The garden in Vama Veche where me and Florin
spent a few days, belonging to a German woman, was full of surprises: apples, a
white, beautiful dog, plums, cats, tomatoes. We stayed in one of the
three small wooden cottages built in the garden.
Mogosoaia
About 10 km from Bucharest ,
there is the Mogosoaia
Palace , built about 300
years ago by Constantin Brancoveanu and rebuilt in the 1920s by princess Marta
Bibescu. I t’s located in a dusty commune and to reach the palace, you
have to walk about 300m (or even less) from the main boulevard, but the
discrepancy between the village, which is poor, dusty, without any spark of
glamour and the palace area, which is large, green and
full of history, is huge. Anyway, the palace area is stuffed with people walking,
taking pictures, making barbecues, picnics, weddings, kids, single women in
their 40s, an expensive restaurant located in one of the wings of the palace and many surprising details, including a bucket with rose petals.
On the small road leading
to the Palace, about 100m from the main entrance, there where two old ladies chatting and an add saying: we are
selling lavender seedlings.
Bucurestii Noi
After a pretty short ride by metro, I arrived in the Bucurestii
Noi ( literally New Bucharest) neighborhood and I had the feeling I
landed in a small city, or in a village.
The small, perpendicular streets on the main boulevard
called Bucurestii Noi, the old houses, the trees, the smell of autumn, all this
was different from the image I had about this district. I thought it’s a
modern, developing neighborhood and probably it is, but it’s also stuffed with
houses which are not pretentious at all, where families live, a neighbourhood with dogs, old
cars, fathers and sons repairing cars. I’ve seen some new apartments blocks
built among the houses, but they aren’t that many.

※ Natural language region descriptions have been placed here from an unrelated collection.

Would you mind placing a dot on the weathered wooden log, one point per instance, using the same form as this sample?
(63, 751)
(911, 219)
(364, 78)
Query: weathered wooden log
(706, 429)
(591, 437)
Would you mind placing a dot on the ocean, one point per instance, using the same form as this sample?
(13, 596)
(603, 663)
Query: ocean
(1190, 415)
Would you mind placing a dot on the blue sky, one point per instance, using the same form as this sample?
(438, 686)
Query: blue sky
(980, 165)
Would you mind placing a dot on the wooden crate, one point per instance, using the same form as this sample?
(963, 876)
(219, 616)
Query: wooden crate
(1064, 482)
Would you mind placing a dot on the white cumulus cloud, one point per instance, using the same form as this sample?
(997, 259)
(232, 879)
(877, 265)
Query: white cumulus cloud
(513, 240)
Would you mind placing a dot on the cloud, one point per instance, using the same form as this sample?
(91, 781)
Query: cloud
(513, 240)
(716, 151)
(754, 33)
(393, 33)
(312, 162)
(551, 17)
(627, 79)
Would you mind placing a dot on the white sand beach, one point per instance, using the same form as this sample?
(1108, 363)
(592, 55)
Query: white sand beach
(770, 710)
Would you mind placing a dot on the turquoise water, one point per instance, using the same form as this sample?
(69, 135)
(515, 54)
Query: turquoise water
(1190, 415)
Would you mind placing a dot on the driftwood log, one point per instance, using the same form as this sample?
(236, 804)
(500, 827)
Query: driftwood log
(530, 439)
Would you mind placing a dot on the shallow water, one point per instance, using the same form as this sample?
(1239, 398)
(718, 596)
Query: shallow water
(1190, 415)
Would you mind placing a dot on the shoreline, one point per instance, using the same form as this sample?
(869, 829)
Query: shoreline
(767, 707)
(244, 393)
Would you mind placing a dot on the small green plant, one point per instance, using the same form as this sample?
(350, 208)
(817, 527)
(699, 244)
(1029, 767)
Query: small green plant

According to Wikipedia, “At the end of the 19th century the
area was known as Măicănești
or Grefoaicele and was owned by Nicolae Bazilescu. The domain stretched
on 295 hectares from which 155 hectares were put out for sale and the rest was
donated to the public domain for the construction of streets and parks. In the
past the area was a part of Băneasa commune, then it became a part of the city
of Grivița .
It was integrated in the Bucharest
area in the early 1950s when construction of apartment blocks started on the right
side of Bucureștii Noi boulevard. The
neighborhood contins many penthouses and modern villas which serve a small
community of families who own private courtyards. These buildings are an
alternative way of living very different from the communist-style apartment
blocks found in the other districts of the city.”